Before diving into the solution, let’s understand the common challenges organizations face when deploying ClickHouse:

  1. Configuration Complexity: ClickHouse has hundreds of configuration parameters, many of which require careful tuning based on workload and hardware.
  2. Resource Optimization: Setting memory limits, cache sizes, and thread pools incorrectly can lead to performance issues or out-of-memory errors.
  3. High Availability Design: Implementing proper sharding and replication requires careful planning and configuration.
  4. Operational Readiness: Production deployments need comprehensive monitoring, backup solutions, and health checks.
  5. Security Implementation: Enterprise deployments require proper encryption, authentication, and authorization.

Key Features of the Ansible Automation

Let’s highlight what this automation solution provides:

  • Hardware-aware configuration: Automatically optimizes ClickHouse settings based on available CPU cores and RAM
  • Flexible cluster topologies: Supports arbitrary shard and replica combinations
  • High availability: Configures ClickHouse Keeper (replacement for ZooKeeper) for distributed coordination
  • Security hardening: Implements SSL/TLS, user authentication, and network restrictions
  • Monitoring integration: Sets up Prometheus metrics endpoints and health checks
  • Backup automation: Configures automated backup with optional S3 storage
  • Schema management: Provides a framework for database and table creation

Getting Started: Initial Project Setup

The first step in using this automation framework is to run the setup script that generates the entire project structure.

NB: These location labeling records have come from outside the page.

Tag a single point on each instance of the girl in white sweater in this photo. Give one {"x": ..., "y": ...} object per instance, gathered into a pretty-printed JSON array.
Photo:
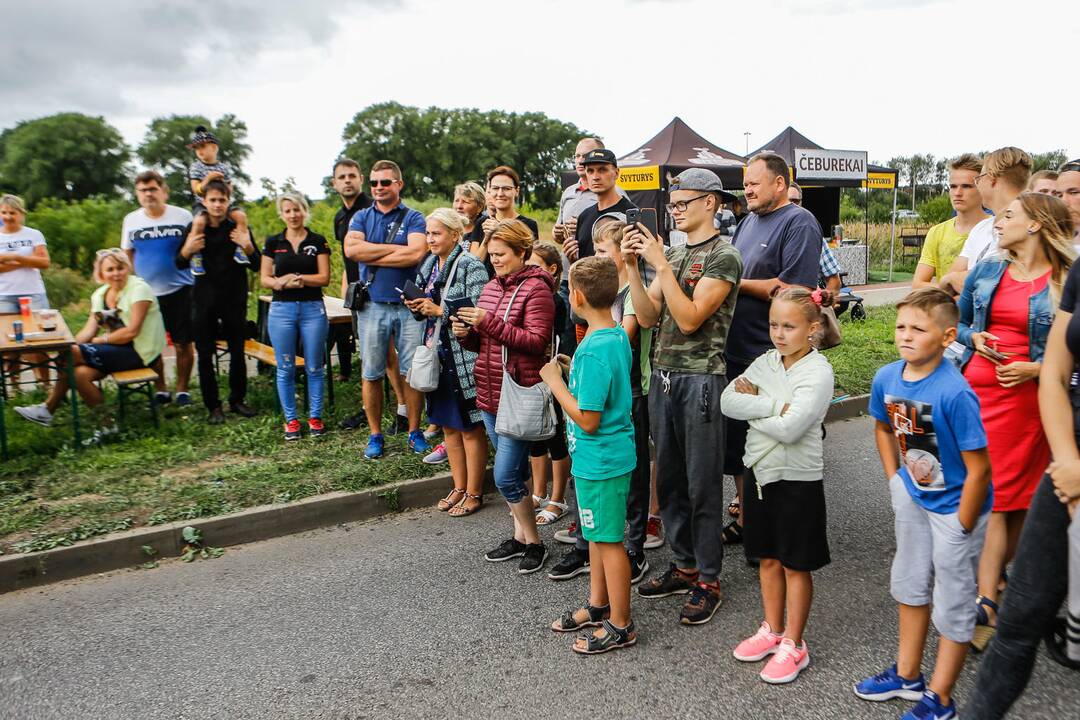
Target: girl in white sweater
[{"x": 784, "y": 395}]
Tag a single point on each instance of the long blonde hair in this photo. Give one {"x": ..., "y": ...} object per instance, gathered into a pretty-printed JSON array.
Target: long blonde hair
[{"x": 1055, "y": 233}]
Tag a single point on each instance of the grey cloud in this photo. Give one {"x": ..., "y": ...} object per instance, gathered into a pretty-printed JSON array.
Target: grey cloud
[{"x": 88, "y": 55}]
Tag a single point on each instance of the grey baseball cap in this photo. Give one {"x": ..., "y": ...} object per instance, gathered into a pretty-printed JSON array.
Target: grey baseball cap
[{"x": 702, "y": 180}]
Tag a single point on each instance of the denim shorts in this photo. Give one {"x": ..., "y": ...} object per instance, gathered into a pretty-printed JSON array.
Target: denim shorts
[
  {"x": 376, "y": 324},
  {"x": 9, "y": 303}
]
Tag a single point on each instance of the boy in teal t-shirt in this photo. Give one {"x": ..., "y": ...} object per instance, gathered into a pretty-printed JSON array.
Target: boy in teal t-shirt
[{"x": 599, "y": 434}]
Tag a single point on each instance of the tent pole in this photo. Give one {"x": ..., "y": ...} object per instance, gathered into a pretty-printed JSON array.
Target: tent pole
[{"x": 892, "y": 235}]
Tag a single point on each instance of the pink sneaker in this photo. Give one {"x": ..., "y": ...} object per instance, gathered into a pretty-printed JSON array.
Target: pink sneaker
[
  {"x": 758, "y": 646},
  {"x": 786, "y": 663}
]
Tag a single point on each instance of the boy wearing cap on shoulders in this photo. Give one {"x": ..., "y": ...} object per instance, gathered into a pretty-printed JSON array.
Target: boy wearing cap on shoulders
[{"x": 691, "y": 301}]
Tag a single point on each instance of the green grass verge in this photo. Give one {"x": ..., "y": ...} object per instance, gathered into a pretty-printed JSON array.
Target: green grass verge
[
  {"x": 51, "y": 494},
  {"x": 867, "y": 345}
]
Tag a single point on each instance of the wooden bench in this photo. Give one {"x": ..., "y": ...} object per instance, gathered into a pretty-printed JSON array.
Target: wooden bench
[
  {"x": 136, "y": 382},
  {"x": 264, "y": 354}
]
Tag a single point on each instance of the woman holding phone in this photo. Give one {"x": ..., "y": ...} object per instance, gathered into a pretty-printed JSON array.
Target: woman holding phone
[
  {"x": 514, "y": 313},
  {"x": 1006, "y": 311},
  {"x": 296, "y": 266},
  {"x": 451, "y": 277}
]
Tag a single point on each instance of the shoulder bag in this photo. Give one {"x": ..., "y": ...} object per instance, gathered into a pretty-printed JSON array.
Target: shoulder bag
[
  {"x": 424, "y": 370},
  {"x": 525, "y": 413}
]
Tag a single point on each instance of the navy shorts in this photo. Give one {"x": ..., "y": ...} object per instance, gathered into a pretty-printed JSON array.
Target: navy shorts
[{"x": 110, "y": 358}]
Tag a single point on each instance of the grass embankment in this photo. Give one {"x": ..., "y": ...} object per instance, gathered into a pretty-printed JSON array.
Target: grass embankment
[{"x": 185, "y": 470}]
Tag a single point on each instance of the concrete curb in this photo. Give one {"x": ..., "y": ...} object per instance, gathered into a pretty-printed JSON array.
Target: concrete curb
[{"x": 124, "y": 549}]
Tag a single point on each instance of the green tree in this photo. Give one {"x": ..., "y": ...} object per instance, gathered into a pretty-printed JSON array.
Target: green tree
[
  {"x": 165, "y": 148},
  {"x": 439, "y": 148},
  {"x": 67, "y": 155}
]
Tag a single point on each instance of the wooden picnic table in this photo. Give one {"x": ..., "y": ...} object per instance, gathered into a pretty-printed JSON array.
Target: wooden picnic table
[{"x": 53, "y": 344}]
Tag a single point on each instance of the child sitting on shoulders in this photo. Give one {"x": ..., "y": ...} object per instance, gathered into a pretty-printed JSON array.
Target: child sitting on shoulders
[
  {"x": 933, "y": 449},
  {"x": 601, "y": 438},
  {"x": 202, "y": 171},
  {"x": 784, "y": 395}
]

The script takes parameters for CPU cores and RAM to properly configure ClickHouse’s hardware-aware settings:

sudo ./setup-clickhouse-ansible.sh --cpu 32 --ram 256 --version 25.4.1.1
bash

This command generates output similar to:

ClickHouse Ansible Project Setup Configuration: CPU Cores: 32 RAM (GB): 256 ClickHouse Version: 25.4.1.1
bash
Creating directory structure... Creating initial configuration files... Creating README.md... Improved ClickHouse Ansible Project Structure Created Successfully!Usage: ./setup-clickhouse-ansible.sh --cpu 16 --ram 64 - Create project with 16 CPU cores and 64GB RAM ./setup-clickhouse-ansible.sh --cpu 32 --ram 128 --version 25.4.1.1 - Specify CPU, RAM and ClickHouse versionNext steps: 1. Edit config.yml to configure your cluster settings 2. Run ansible-playbook -i localhost, setup_inventory.yml -c local to generate inventory 3. Run ansible-playbook -i inventory.yml deploy_clickhouse.yml to deploy your cluster
bash

The setup script creates a complete Ansible project structure with all necessary roles, templates, and configuration files. It uses the CPU and RAM parameters to set default values in the configuration, but these can be further customized later.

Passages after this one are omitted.